СТАЛИНСКАЯ ПРЕМИЯ — ЗА ОВЧИНУ

— А с ней как складывалось — удачно?

— Любые изменения происходят непросто. Мы постепенно увеличили долю мутоновых изделий до 55 тысяч в год. Все остальные виды продукции сокращали. Сейчас, например, мы и 300 детских шубок в год не шьем — малыши перешли на пуховики. Жизненный цикл взрослых мутоновых шуб тоже на исходе: их продажи упали за 10 лет в 25 раз.

— А ведь это был ваш главный конек и хит советских времен!

— Да. Мутон в России создали мы в 1953 году. Работники предприятия за производство облагороженной овчины получили Сталинскую премию. Что делать? Пришлось менять ассортимент — взяться за дубленки.

— При их изготовлении тоже используется овчина?

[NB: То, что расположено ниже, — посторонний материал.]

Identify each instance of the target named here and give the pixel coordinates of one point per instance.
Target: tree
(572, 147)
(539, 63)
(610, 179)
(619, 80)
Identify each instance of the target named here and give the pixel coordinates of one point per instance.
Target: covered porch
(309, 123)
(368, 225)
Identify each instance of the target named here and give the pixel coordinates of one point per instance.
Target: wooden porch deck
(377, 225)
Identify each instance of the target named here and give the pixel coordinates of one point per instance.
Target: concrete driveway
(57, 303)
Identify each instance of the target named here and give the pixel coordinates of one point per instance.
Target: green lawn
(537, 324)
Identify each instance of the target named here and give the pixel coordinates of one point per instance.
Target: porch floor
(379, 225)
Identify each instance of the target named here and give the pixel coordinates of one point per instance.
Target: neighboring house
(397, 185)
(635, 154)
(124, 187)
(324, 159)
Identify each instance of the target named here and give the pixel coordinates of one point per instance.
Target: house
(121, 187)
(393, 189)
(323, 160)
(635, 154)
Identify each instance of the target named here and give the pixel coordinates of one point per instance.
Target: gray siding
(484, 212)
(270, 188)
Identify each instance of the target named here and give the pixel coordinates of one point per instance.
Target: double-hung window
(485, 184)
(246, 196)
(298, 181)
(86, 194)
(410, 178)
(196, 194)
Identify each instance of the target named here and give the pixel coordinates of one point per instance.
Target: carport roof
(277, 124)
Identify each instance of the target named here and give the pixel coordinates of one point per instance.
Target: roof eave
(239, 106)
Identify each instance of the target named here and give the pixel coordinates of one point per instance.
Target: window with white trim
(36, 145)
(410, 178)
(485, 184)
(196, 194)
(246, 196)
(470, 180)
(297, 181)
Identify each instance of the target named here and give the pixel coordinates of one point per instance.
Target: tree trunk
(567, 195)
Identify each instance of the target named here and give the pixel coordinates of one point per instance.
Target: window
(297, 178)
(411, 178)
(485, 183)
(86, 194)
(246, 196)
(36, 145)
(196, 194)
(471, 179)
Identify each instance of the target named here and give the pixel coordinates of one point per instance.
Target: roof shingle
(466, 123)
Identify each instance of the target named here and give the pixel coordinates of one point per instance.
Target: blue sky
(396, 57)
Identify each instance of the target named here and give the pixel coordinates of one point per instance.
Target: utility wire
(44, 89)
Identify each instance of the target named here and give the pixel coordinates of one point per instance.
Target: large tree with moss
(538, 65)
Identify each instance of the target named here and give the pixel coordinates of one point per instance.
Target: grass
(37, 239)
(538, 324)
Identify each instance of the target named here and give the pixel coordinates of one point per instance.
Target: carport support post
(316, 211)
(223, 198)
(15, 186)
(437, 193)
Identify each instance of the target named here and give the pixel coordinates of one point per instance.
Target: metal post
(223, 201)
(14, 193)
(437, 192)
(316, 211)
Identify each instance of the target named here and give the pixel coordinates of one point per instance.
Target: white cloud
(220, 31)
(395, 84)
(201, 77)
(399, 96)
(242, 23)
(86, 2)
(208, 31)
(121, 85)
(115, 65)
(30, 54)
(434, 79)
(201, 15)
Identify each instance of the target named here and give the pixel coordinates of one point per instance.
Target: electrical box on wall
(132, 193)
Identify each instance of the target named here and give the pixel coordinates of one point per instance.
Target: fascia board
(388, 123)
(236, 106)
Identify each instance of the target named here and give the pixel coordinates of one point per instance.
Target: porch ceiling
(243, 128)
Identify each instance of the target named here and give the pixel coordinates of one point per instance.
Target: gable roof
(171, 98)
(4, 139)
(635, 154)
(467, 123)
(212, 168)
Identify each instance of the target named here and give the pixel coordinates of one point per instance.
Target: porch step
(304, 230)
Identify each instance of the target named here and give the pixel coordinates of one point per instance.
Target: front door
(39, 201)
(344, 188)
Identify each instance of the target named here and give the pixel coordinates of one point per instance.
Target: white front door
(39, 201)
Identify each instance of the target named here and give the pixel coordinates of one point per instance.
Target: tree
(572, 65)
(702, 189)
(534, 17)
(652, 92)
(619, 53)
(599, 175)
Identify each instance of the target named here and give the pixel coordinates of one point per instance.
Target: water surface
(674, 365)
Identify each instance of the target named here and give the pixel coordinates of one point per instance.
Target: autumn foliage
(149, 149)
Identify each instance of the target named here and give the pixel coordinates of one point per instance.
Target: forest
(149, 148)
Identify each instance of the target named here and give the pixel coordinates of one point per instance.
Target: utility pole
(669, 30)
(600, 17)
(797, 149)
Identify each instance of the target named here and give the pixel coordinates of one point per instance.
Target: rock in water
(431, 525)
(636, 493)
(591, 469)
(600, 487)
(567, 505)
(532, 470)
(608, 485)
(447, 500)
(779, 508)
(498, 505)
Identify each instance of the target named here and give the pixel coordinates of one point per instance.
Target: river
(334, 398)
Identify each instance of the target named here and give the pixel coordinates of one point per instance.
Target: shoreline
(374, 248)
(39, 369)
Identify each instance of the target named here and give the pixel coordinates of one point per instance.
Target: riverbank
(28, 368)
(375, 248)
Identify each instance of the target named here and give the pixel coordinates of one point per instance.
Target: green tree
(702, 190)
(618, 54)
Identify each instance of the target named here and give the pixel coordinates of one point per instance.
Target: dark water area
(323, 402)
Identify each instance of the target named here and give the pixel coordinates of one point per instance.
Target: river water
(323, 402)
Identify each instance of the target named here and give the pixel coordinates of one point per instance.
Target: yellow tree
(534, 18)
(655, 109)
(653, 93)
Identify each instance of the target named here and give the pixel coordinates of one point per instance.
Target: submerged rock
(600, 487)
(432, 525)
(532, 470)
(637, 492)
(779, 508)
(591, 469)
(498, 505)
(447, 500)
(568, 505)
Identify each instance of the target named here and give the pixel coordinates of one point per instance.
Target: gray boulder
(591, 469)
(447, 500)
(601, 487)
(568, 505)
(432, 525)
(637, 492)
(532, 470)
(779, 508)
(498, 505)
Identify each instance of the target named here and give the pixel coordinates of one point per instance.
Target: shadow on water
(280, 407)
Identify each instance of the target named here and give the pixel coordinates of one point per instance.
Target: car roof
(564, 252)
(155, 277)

— Овчина, но другая. Турецкие дубленки шьют из австралийской меховой овчины — у нее рыхлая кожевая ткань. А мы используем более плотную шубную овчину. Дубленка получается теплее и держит форму. Ее можно сдавать в химчистку, а с турецкими это проблема.

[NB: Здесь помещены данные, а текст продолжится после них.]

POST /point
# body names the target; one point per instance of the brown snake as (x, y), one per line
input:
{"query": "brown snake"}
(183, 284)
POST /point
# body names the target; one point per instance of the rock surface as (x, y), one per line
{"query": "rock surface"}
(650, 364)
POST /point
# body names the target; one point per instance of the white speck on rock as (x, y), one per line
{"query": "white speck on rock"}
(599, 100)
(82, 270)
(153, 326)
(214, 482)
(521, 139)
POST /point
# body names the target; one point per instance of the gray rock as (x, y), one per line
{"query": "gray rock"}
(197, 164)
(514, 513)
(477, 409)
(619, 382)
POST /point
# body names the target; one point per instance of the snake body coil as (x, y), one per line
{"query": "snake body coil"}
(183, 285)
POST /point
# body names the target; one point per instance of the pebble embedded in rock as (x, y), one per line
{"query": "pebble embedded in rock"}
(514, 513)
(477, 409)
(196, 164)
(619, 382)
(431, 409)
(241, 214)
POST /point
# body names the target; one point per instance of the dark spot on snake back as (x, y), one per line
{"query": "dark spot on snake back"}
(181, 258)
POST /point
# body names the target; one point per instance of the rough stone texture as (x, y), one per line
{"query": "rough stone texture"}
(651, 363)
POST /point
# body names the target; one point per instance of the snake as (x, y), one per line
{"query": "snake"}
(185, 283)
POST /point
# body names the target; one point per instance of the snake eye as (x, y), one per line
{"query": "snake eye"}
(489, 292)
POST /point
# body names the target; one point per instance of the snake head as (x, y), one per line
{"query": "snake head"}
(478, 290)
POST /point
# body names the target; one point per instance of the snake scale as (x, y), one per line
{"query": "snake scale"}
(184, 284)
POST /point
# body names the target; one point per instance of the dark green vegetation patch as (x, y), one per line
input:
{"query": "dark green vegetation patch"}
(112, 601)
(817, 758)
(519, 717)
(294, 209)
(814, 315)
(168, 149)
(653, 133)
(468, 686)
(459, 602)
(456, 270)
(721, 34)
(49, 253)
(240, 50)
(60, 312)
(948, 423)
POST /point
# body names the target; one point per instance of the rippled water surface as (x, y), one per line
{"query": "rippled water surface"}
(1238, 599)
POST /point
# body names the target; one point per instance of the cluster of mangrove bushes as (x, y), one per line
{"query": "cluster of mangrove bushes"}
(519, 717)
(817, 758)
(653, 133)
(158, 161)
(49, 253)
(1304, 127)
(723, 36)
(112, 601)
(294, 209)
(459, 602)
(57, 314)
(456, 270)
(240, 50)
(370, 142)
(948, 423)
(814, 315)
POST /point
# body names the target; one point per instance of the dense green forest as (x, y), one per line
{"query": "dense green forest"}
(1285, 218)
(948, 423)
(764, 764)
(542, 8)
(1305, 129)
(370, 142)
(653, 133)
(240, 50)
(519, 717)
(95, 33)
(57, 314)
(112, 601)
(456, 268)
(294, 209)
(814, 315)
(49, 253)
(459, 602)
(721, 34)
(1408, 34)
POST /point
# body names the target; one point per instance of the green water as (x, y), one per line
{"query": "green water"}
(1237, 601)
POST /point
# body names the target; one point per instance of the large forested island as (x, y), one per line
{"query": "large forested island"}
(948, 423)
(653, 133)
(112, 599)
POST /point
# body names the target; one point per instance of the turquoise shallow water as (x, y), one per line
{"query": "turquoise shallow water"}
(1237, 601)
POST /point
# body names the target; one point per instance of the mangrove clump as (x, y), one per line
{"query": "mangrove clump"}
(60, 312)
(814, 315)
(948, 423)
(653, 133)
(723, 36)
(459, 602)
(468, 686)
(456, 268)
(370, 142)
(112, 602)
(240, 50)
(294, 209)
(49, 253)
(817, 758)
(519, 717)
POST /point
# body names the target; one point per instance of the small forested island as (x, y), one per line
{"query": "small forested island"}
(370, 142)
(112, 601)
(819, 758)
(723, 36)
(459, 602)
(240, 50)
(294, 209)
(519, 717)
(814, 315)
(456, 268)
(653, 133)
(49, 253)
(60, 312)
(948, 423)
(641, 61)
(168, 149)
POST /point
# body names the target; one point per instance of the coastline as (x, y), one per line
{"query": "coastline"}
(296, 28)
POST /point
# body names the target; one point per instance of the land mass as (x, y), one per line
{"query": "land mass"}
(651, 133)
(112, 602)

— Овчиной обеспечивала республика?

— Из Татарстана мы получали всего 1 - 2 процента от требуемого объема. По миллиону шкур нам отгружали Киргизия и Казахстан, еще около 2 миллионов — Северный Кавказ, Калмыкия. Волгоградская, Саратовская и Читинская области. Там были основные отары. Причем это была тонкорунная овчина — раньше занимались селекцией. Постепенно мы стали увеличивать долю пушнины. Сейчас на нее приходится около 98 процентов всего производства.

«Секреты технологии у наших специалистов находятся на кончиках пальцев»
«Секреты технологии у наших специалистов находятся на кончиках пальцев»

«СОБОЛИНАЯ ШУБА МОЖЕТ СТОИТЬ И 15 МИЛЛИОНОВ»

— Из каких мехов вы сейчас шьете шубы?

— Недавно я в нашем салоне насчитал 26 видов меха. Наиболее ходовые — норка и бобер. Когда-то норковое пальто стоило сумасшедших денег, как дорогая иномарка за рубежом, а у нас — двухкомнатная квартира. Но в мире сильно выросло поголовье норки в зверохозяйствах, и ситуация кардинально изменилась.

— Кто лидеры?

— Некогда самым крупным мировым производителем была Россия: перед 1992 годом мы выращивали 18 миллионов норок в год. Но наша доля постепенно упала до 1,5 миллионов. Сейчас она подросла до 2 миллионов. Долгие годы пальму первенства держала Дания. Но всех затмил Китай. За короткий срок он с нуля вышел в мировые лидеры по производству норки: 50 миллионов штук в год. Если не считать дубленки, где доминирует Турция, Китай сейчас производит около 95 процентов того, что изготавливается в мире из пушнины. На Поднебесную же приходятся и основные закупки норки на аукционах. Чаще всего итальянские, немецкие, турецкие норковые шубы шьют в Китае — из китайской норки и из всех других. Они потом могут продаваться под любыми брендами. Многие даже очень известные итальянские фирмы заказывают пошив своих изделий в этой стране.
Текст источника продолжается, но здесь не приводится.